The Betta fish is said to be named after the Bettah, an ancient Asian warrior clan. Unlike cockfighting and dogfighting in the West, Betta fighting was a test of bravery to see which fish kept fighting and which gave up and swam away. Most of the time, a Betta would only fight once in his life, and if he won, he would be bred.

Betta lives in Asia and the Mekong basin, where the water is warm and shallow. They live in Thailand (Siam), Cambodia, Indonesia, Malaysia, Vietnam, and some parts of China, where they eat insects and mosquito larvae in rice paddies, shallow ponds, and even slow-moving streams.
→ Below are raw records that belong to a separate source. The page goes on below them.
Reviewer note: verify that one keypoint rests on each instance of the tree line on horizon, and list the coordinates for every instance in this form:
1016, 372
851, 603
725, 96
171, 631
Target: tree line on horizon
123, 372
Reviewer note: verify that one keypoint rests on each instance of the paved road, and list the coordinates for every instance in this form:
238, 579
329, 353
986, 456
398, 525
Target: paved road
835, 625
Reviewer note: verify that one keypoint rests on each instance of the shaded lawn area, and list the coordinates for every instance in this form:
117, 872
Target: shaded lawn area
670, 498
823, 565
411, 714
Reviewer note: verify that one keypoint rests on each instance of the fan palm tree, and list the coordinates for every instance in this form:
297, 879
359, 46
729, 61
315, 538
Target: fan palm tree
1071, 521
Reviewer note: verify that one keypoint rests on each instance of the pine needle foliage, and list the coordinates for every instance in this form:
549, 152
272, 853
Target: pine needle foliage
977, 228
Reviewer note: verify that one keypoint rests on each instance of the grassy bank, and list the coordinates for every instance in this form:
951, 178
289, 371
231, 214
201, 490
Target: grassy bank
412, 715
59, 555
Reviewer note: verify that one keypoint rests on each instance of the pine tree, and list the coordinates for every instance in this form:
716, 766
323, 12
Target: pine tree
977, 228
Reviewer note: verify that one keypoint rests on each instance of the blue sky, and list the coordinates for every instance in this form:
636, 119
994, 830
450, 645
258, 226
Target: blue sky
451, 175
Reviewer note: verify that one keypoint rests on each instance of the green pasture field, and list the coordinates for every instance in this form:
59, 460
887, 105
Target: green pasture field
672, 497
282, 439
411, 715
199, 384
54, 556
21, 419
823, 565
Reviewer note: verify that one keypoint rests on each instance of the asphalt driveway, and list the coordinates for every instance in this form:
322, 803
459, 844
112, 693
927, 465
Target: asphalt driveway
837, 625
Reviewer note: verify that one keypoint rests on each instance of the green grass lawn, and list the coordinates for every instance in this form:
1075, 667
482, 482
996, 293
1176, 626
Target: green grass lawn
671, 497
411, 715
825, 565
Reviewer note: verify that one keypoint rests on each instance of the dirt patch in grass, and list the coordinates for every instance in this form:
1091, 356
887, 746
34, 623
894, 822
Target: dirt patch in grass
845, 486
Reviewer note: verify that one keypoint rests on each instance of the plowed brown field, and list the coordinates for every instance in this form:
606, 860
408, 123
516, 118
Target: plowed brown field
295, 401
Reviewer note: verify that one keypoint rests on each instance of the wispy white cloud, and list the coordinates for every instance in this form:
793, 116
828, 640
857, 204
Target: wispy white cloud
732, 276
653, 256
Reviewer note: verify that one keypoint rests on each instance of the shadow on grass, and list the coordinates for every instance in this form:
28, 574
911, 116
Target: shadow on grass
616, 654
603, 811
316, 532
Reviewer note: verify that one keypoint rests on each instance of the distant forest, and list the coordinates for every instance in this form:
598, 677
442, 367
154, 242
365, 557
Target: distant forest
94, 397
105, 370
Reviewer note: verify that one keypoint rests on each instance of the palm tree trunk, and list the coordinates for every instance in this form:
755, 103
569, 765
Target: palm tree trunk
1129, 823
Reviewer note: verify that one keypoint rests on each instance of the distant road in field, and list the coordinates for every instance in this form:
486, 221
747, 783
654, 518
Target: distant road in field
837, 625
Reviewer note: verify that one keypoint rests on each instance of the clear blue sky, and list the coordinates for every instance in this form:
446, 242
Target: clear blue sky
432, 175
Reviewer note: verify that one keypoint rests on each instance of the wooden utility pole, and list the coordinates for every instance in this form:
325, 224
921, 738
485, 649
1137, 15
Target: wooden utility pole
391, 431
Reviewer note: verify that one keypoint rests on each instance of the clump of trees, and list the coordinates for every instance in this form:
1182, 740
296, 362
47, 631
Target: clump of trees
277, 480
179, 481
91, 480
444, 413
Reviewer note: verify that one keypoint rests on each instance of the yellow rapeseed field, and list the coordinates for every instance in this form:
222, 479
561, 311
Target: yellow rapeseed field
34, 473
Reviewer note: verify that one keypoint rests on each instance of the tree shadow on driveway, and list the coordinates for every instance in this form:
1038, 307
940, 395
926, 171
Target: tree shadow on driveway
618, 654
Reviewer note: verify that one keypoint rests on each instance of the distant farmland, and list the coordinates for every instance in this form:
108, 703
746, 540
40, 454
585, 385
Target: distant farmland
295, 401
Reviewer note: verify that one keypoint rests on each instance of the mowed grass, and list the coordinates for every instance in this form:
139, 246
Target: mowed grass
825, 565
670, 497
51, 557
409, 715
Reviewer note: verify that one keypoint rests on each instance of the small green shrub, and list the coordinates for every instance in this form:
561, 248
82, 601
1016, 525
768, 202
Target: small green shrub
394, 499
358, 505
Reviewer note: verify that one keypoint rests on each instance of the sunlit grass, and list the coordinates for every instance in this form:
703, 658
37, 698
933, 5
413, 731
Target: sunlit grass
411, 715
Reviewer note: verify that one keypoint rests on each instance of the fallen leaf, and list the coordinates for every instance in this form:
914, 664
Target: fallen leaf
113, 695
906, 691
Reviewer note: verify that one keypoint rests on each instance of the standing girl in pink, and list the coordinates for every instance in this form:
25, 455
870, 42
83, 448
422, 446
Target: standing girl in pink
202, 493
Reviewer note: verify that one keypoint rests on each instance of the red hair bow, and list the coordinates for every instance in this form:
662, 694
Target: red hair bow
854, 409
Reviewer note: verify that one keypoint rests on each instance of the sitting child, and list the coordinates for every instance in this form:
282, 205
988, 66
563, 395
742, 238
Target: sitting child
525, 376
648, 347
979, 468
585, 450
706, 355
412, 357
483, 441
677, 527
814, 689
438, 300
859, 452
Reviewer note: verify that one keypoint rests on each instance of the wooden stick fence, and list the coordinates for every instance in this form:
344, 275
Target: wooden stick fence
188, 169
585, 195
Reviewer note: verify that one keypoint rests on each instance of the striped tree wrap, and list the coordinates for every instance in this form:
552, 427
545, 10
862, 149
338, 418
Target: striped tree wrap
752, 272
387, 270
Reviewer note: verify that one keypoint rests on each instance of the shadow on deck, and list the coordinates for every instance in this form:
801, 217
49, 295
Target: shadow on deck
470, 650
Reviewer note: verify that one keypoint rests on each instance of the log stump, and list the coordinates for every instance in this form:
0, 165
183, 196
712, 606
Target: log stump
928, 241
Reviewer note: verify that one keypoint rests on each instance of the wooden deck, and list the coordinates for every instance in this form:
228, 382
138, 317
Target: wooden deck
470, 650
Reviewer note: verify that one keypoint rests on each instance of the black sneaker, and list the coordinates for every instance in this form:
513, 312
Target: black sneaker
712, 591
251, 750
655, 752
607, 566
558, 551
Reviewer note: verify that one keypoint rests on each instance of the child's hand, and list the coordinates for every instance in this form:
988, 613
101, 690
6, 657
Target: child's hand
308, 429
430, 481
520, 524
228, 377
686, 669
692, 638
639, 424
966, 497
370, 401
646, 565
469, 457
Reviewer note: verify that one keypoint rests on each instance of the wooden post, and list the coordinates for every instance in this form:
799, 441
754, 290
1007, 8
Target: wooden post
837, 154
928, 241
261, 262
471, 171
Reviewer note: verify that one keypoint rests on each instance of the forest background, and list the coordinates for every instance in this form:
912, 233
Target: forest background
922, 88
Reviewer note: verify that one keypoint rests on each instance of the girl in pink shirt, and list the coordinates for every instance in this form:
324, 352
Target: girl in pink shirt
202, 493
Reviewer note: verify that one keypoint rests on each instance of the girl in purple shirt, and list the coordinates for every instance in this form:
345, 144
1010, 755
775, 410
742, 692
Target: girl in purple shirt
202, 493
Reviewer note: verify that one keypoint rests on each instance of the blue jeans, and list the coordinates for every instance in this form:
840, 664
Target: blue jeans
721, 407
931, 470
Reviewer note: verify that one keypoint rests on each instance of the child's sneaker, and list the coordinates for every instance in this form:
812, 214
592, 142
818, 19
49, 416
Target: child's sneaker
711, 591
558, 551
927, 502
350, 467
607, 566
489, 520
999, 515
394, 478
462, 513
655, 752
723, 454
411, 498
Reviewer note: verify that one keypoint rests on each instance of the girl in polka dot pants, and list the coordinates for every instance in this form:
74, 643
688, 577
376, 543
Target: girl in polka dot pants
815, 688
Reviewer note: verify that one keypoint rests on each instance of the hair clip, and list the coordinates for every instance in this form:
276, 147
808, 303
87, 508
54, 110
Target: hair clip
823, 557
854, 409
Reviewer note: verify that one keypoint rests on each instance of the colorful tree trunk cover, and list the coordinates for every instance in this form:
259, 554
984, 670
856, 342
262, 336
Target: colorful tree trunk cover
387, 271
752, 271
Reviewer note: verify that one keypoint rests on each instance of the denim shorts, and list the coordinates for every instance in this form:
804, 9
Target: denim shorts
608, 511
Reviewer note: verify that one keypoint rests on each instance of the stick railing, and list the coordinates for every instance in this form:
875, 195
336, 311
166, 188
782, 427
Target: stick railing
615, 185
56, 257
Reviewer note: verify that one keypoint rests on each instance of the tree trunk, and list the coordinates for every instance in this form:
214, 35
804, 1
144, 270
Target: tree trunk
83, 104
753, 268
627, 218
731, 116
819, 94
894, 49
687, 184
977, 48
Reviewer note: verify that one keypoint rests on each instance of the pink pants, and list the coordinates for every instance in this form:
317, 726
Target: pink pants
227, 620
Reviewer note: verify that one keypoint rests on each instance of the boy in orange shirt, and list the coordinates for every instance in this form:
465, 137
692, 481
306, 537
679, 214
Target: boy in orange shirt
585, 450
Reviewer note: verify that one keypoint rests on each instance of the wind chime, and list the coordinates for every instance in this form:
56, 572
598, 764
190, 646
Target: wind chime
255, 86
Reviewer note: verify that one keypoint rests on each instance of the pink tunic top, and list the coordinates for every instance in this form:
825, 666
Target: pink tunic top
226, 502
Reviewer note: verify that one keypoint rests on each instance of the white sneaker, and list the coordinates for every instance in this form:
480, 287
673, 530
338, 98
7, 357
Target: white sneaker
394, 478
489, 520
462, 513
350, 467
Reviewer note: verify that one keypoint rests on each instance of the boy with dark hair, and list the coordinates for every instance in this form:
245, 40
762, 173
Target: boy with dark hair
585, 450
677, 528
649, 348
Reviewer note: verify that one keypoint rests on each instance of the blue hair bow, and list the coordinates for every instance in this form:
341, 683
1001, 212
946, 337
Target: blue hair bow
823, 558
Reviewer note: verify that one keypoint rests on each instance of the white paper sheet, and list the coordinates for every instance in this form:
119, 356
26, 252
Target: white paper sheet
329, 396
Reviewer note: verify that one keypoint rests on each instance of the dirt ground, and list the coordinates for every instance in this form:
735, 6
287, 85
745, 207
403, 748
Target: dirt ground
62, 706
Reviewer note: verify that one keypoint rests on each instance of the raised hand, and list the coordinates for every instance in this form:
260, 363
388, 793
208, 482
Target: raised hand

In 1840, Theodor Cantor, a doctor in the Bengal Medical Service, got some rare fighting fish from a friend who had gotten them from the King of Siam. After breeding and studying the fish for a few years, Cantor wrote a scientific paper about them and called them "Macropodus pugnax." C. Tate Regan looked at Cantor's paper again in 1909 and saw that pugnax was already a separate species. The fish was then called "Betta Splendens."

In 1896, Germany got several pairs of Bettas that could have babies. These imported fighters had short fins and different colors. Bettas didn't come to the United States until 1910, when a shipment was sent to San Francisco and sent to Frank Locke. There were some with dark bodies and some with lighter, cream-colored bodies. He thought the ones with light colors were a new kind, so he gave them the name Betta Cambodia. Later, he found out that he had been given the first Betta splendens that were changing colors on their own.

It has taken many generations of breeding for the Betta species to get the bright colors and bright fins we see today.